Within minutes of the Supreme Court’s decision in Dobbs v. Jackson Women’s Health Organization on June 24th, abortion was banned in eight states. As panic sets in for women waiting to see how many other states will follow, and resources for safe reproductive healthcare dwindle across the country, the nation is grappling with the clear human rights and health care consequences of this decision. However, equally troubling, but less often discussed, are the criminal justice consequences of Dobbs v. Jackson.
The impact of this decision will hit low-income people the hardest. Disproportionately, the cost will be borne by women of color. As new classes of criminalized behavior related to reproductive health are codified, women living in society’s margins will be targeted, prosecuted, and punished. Loved ones, health care providers, and other caregivers seeking to offer comfort and assistance will find themselves in the crosshairs of this new war on reproductive health. A new frontier in the mass incarceration story will emerge. When these lives are thrown into the criminal justice machinery, they will need to depend on public defenders. Public defenders will represent the vast majority of people persecuted in this new war.
Gideon’s Promise exists to support the needs of public defenders who work zealously to end mass incarceration. With the Supreme Court’s recent ruling, public defenders will now be stretched even further as they work to navigate how marginalized women will be criminalized in their search for reproductive needs and resources. As an organization, we continue to marvel at the insatiable appetite for racism, sexism, and classism that never seems to be satisfied.
As we steel ourselves to reckon with a whole new class of people that will be drafted into the system and thrown into cages, support for public defenders is as critical as ever. The realities of mass incarceration just got more serious.
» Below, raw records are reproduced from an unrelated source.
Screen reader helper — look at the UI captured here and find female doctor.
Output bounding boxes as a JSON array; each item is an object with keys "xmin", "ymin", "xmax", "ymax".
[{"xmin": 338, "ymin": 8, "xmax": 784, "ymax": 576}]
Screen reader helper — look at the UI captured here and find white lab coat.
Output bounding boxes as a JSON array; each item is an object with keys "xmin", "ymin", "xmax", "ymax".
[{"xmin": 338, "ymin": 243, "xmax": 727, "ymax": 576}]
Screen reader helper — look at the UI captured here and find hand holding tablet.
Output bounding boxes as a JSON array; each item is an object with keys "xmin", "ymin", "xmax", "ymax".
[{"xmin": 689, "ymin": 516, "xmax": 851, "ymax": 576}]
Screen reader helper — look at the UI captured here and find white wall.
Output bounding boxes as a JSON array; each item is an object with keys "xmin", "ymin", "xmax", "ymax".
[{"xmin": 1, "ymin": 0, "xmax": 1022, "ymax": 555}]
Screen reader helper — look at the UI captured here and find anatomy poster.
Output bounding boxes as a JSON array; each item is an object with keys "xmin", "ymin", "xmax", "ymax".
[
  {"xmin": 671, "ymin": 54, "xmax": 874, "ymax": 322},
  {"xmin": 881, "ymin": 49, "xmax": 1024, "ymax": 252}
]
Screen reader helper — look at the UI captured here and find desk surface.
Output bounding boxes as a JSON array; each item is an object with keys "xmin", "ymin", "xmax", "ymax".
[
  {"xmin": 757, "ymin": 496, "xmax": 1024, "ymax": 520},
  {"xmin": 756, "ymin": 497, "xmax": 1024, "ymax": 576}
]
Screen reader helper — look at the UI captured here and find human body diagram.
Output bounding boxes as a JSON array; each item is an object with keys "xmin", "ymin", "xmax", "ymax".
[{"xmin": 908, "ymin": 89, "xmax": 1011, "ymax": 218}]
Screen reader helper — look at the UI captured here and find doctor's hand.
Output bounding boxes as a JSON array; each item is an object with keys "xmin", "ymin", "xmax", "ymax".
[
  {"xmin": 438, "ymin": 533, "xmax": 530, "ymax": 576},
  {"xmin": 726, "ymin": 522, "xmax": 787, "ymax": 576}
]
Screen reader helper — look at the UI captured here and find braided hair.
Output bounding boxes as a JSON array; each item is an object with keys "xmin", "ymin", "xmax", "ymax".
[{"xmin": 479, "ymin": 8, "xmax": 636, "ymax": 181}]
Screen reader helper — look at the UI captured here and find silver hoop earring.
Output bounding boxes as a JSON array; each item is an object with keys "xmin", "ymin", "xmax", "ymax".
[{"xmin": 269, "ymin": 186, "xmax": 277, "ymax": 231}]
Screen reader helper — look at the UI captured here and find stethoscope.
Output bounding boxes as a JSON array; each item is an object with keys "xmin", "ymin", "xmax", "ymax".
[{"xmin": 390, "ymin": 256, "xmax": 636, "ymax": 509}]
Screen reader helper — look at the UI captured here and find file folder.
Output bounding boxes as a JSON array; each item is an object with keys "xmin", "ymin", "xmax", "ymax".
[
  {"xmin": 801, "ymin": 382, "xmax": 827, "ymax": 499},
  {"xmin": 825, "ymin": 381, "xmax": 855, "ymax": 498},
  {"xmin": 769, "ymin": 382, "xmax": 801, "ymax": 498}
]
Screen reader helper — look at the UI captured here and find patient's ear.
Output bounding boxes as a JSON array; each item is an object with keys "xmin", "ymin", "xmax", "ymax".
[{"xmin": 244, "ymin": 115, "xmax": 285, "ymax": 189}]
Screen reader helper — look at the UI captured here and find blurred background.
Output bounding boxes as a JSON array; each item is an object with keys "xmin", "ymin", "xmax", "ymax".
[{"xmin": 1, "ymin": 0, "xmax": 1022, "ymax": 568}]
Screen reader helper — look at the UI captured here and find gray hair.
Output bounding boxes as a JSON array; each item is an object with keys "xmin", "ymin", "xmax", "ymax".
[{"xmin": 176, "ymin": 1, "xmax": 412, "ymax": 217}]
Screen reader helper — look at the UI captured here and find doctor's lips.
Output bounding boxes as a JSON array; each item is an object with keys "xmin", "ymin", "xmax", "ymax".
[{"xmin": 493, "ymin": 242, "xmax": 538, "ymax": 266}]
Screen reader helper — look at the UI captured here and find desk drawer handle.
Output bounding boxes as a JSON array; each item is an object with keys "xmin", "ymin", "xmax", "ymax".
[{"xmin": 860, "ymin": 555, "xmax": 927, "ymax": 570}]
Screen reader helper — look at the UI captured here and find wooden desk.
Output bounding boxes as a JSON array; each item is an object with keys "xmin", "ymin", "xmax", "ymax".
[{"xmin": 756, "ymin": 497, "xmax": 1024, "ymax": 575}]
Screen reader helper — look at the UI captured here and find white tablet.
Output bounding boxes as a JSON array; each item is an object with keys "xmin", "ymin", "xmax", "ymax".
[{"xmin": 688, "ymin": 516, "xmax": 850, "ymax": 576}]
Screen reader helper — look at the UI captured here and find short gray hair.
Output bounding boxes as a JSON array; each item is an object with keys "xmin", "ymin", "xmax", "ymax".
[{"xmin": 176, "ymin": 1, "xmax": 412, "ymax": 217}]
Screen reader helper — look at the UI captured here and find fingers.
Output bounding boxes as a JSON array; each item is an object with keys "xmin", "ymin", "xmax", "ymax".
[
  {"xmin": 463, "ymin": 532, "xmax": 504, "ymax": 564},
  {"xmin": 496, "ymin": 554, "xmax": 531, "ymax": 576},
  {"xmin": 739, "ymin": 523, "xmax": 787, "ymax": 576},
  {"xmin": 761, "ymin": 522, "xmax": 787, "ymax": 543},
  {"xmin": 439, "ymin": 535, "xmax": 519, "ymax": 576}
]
The mission of Gideon’s Promise is to transform the criminal legal system by building a movement of public defenders who provide equal justice for marginalized communities. While the Dobbs decision threatens to undermine this mission by further overwhelming a system already stretched woefully thin, our dedication to serving public defenders will not waiver. With your support and partnership, we will continue to keep the promise of supporting public defenders, and public defenders can keep their promise to reduce the effects of poverty, build stronger and more resilient communities, and keep families together.